18.2. En cuanto al procesado Aurelio Taboada Palomino, existe una motivación aparente respecto al mérito probatorio que se le da a las transferencias de dinero que registra en fechas cercanas al hallazgo de la droga, así como del viaje que realiza a Argentina, en la medida que se descarta ambos indicios con conclusiones irrelevantes a lo que es objeto de discusión, ya que por un lado se señala que la versión brindada por el citado procesado respecto a las transferencias que realizó no sería “descabellada”, pues la persona que le habría encargado hacerlas se encontraba viva al momento en que estas se efectuaron, o que el pago del viaje (pasajes y estadía) a Argentina se encuentra corroborado debido a que las pruebas ofrecidas por el acusado para sustentarlas no fueron tachadas o cuestionadas en juicio oral.

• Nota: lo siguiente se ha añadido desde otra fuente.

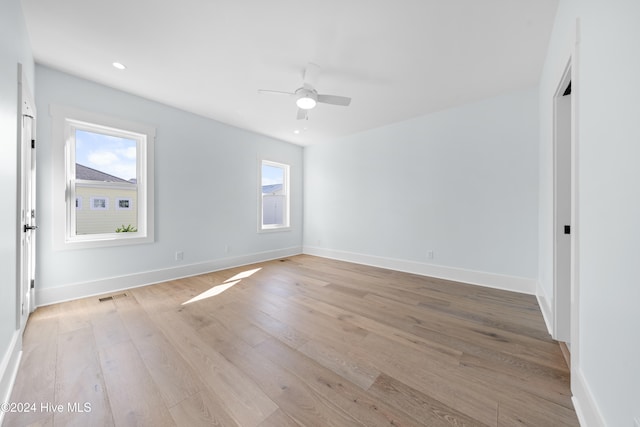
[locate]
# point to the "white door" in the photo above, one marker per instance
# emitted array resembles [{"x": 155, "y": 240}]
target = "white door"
[
  {"x": 27, "y": 224},
  {"x": 563, "y": 211}
]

Decimonoveno. En ese sentido, a modo de conclusión es oportuno destacar respecto a la forma en cómo se fundamentó la duda razonable en el presente caso, que no se tuvo en consideración que la prueba por indicios es el método más idóneo y, en la mayor parte de las ocasiones, es el único posible para tener acreditada la comisión del delito de lavado de activos (Sentencia Plenaria Casatoria N.° 1-2017/CIJ-433, del once de octubre de dos mil diecisiete, fundamento jurídico veintidós, segundo párrafo). Esto involucra que la evaluación probatoria que el órgano jurisdiccional debe realizar en estos casos, siempre será una lectura integral del conjunto de indicios presentados, a partir de lo cual pueda determinar su coherencia, correspondencia y no contradicción, por lo que los fundamentos que se deben expresar en una resolución de este tipo, ya sea para la absolución o condena de las personas que se encuentren imputadas, deben dirigirse a realizar este análisis de conjunto, esto es, explicar si existe correspondencia y concomitancia entre los indicios evaluados o, en su caso, argumentar sobre la contradicción que existe entre ellos, mas no así realizar una evaluación enfocada a la lectura individualizada de cada indicio, lo que inexorablemente derivará en restar mérito probatorio a este tipo de pruebas.

Vigésimo. En ese sentido, al haberse evidenciado defectos de motivación en la sentencia recurrida, los cuales se encuentran vinculados a la actividad probatoria desarrollada en el juicio oral del presente caso, deberá declararse nula la resolución venida en grado y ordenarse la realización de un nuevo juicio oral, donde se tenga en cuenta lo señalado en los párrafos que anteceden

DECISIÓN

Por estos fundamentos, declararon:

NULA la sentencia del veintisiete de setiembre de dos mil diecisiete (foja once mil trescientos sesenta y dos) emitida por el Colegiado D de la Sala Penal Nacional (actualmente, Corte Superior de Justicia Especializada en Delitos de Crimen Organizado y de Corrupción de Funcionarios), que resolvió absolver a los procesados Leopoldo Luperio Vega López, Aurelio Taboada Palomino y Edwin Limaco Torres de los cargos atribuidos en su contra por la presunta comisión del delito de lavado de activos, en agravio del Estado, previsto y sancionado en el artículo uno de la Ley veintisiete mil setecientos sesenta y cinco, modificado por el Decreto Legislativo novecientos ochenta y seis; en concordancia con el artículo tres, último párrafo, del mismo cuerpo legal; en consecuencia, ORDENARON que se realice nuevo juicio oral por otro Colegiado Superior, para lo cual deberá tenerse presente lo dispuesto en la última oración, del último párrafo, del artículo doscientos noventa y ocho, del Código de Procedimientos Penales.